Good afternoon. Welcome to what I am hopeful will be a very fruitful discussion on foundational questions Congress needs to answer to ensure that we strike a careful balance between protecting consumers and protecting innovation as we create a regulatory framework for artificial intelligence.
Earlier this summer the Science Committee held a hearing to explore how Congress can ensure that AI technology advances our national interest.
One of the unifying takeaways was that there remains a number of unsolved technical challenges which, if addressed, would advance innovation while making AI systems safer, more transparent, and easier to implement guardrails around.
Today’s hearing will build upon that theme by exploring how the Science Committee can support research, testing, and the deployment of methods and tools for managing AI risks. These tools and methods will be critical to the good governance of these systems as Congress examines how it should regulate AI.
I believe that fundamental research on AI is a necessary precondition for safer systems. While regulations can make undesirable actions unlawful, technological advances and coordination with other countries in monitoring who has access to the compute necessary to train frontier AI models and how it is being put to use will be critical tools in supporting and enforcing regulations.
One example is the use of confidential computing to make the theft of AI models more difficult. It is currently relatively straightforward to steal an AI model because the data needed to operate the model—known as the model weights—is stored in raw files. Stealing these files would allow criminals to use the model without spending the millions of dollars on compute and data necessary to train the model. Stricter cybersecurity laws can only go so far to prevent this from occurring. However, recent research into confidential computing could potentially enable the model to be operated without allowing access to the model weights, rendering cyber-theft impossible and addressing the root cause of the problem.
Another challenge that advances in research can help resolve is identifying whether AI has been used to generate content. It is clear that instances of identity fraud, plagiarism, and a host of other issues will become more common as the power of AI tools increases. Watermarking is a technique whereby digital content is encrypted with unique, often hidden, identifiers that provide information about its origin. Watermarking has the potential to identify the origin of any content regardless of how it was created or digitally altered. Although current discussions of watermarking center on a desire that AI-generated content be watermarked, watermarking can also be used to prove the provenance of authentic content. In fact, it is entirely possible that in the future, people may automatically assume that all content is AI-generated unless its watermark proves its authenticity.
Solving this technical problem would enable a new set of good governance tools concerning generative AI that were previously infeasible.
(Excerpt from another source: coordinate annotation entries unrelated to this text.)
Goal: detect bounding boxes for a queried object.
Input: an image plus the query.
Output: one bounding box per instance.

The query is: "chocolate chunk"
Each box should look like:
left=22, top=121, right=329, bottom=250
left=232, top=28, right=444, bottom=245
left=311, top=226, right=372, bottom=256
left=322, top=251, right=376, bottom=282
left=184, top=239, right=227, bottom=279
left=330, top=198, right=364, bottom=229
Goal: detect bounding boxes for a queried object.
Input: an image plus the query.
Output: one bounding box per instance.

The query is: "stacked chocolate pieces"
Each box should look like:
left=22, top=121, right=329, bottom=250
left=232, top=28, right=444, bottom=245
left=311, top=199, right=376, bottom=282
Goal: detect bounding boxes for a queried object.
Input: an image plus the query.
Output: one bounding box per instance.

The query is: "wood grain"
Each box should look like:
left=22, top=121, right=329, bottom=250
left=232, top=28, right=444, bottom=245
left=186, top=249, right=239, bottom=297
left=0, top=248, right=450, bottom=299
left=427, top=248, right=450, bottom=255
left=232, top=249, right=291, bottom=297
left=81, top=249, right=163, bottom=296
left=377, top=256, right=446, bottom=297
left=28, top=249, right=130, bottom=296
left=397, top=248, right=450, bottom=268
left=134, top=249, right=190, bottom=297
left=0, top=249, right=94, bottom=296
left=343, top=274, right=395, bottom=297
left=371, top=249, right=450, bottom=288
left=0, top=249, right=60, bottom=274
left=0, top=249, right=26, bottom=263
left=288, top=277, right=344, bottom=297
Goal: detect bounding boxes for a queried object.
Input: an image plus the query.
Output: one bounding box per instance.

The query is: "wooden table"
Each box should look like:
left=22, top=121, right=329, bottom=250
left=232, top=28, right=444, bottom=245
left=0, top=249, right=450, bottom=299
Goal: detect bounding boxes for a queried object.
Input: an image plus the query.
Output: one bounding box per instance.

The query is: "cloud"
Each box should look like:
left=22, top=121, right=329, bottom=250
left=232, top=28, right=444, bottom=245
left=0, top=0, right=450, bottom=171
These examples illustrate the fact that research and policy are not mutually exclusive, but in fact mutually dependent. Research advances unlock previously unpractical approaches to regulation, and smart policy accelerates research.
I believe that we must also standardize technical definitions for methodologies, risks, and technological concepts across the government. The NIST AI Risk Management Framework lays out a foundation that other agencies can build upon. As these agencies consider passing rules or using procurement authorities to incentivize good behavior, they should ensure a consistent methodology for assessing risk levels and tailor their policies accordingly.
Another technical area in which Congress has a crucial role to play is promoting and establishing best practices. This includes everything from technical standards to evaluation benchmarks for testing the trustworthiness and risks of AI systems.
Let us not forget that while Congress should certainly not rush to overregulate, we should also not be complacent. The U.S. must avoid falling behind other major world powers who are finalizing their AI standards and regulations.
Without proactive American leadership, supremacy in AI could be seized by the EU or China, both of which are taking far more draconian approaches to AI regulation.
Because the U.S. currently leads the rest of the world in AI research and development, it makes no sense for us to stand by while American companies are forced to either make educated guesses or play by others’ rules.
We must also ensure that our academic institutions continue to play an active role in research and development of AI, and that the transparent system of publication and peer review that has enabled its success thus far is not replaced with an opaque system where cutting-edge research is only performed by corporations. This is why I believe is it critically important that we establish a National Artificial Intelligence Research Resource (NAIRR) as a shared national research infrastructure to ensure researchers have access to the tools needed to test, develop, and create new AI-backed technologies. This idea was proposed earlier this Congress when I joined my fellow AI Caucus Chairs in introducing H.R. 5077, the Creating Resources for Every American To Experiment with Artificial Intelligence Act (CREATE AI Act). Establishing a shared computing and data infrastructure resource, such as that detailed in the Act, would democratize access to AI by providing researchers and students across scientific fields and disciplines with access to compute resources and high-quality data, along with appropriate educational tools and user support.
I want to thank all our witnesses for taking the time to join us today for this important discussion.
I look forward to hearing your recommendations for how this committee can strengthen our nation’s leadership in artificial intelligence and set clear rules for the safe, responsible, and human-centered development of this exciting new technology.